Evaluation of the Partition of Global Solar Radiation into UVA, PAR, and NIR Components in a Rural Environment

Abstract

Observational studies in several regions and our dataset indicate changes in global solar radiation (RS); here, we analyze how atmospheric conditions modulate its spectral composition. This study investigates the effects of atmospheric conditions on the spectral composition of global solar radiation (RS) across different wavelength ranges: ultraviolet A (UVA), photosynthetically active radiation (PAR), and near-infrared radiation (NIR), using the ratios UVA/RS, PAR/RS, and NIR/RS. A high-quality spectral irradiance dataset (300–1025 nm) covering eight years of observations from a representative rural site in Central Europe (Meteorological Observatory Lindenberg, Tauche, in North-East Germany) was used.
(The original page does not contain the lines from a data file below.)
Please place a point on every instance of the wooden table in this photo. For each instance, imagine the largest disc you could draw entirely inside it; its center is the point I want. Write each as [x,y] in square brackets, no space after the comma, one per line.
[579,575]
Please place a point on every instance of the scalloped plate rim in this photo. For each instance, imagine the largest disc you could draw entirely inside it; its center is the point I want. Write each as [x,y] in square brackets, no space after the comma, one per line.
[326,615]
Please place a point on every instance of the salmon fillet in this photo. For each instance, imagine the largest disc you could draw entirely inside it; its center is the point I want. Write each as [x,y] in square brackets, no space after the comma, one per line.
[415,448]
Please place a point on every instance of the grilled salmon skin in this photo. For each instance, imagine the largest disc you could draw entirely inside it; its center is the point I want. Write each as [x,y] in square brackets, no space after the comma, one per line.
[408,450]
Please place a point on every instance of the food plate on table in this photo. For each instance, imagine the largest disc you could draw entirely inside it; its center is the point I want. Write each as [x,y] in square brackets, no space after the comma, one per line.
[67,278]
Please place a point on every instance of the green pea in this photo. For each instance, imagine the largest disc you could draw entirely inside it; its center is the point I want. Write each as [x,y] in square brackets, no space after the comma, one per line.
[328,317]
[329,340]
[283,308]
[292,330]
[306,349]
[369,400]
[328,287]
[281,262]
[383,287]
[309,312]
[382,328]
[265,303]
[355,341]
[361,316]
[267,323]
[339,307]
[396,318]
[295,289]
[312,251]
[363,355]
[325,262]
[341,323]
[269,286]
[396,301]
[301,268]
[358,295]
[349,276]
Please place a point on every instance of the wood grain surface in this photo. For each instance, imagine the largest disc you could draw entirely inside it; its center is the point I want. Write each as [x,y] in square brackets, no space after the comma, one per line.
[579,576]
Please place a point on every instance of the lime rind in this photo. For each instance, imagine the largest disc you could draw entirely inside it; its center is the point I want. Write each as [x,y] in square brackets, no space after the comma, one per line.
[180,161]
The average values obtained for the ratios were 0.049 ± 0.010 for UVA/RS, 0.433 ± 0.044 for PAR/RS, and 0.259 ± 0.030 for NIR/RS. Thus, the UVA range contributed approximately 5% to global radiation, PAR 43%, and NIR 26%. Strong correlations were found between each spectral component and RS, with determination coefficients exceeding 0.90 in all cases, particularly for PAR. This suggests that, in the absence of direct spectral measurements, these components can be reliably estimated from RS. A seasonal pattern was also identified, with maximum values in warmer months and minimum values in colder ones, most notably for PAR/RS. In contrast, NIR/RS exhibited an inverse pattern, likely influenced by atmospheric water vapor. A long-term decreasing trend in these ratios was also identified, being most pronounced in the UVA/RS ratio. Additionally, atmospheric conditions significantly affected the spectral distribution of RS, with UVA and PAR proportions increasing under specific conditions, while NIR remained more stable. Under overcast conditions, the ratios for shorter wavelengths (UVA and PAR) increased, indicating higher scattering effects, while NIR was less affected.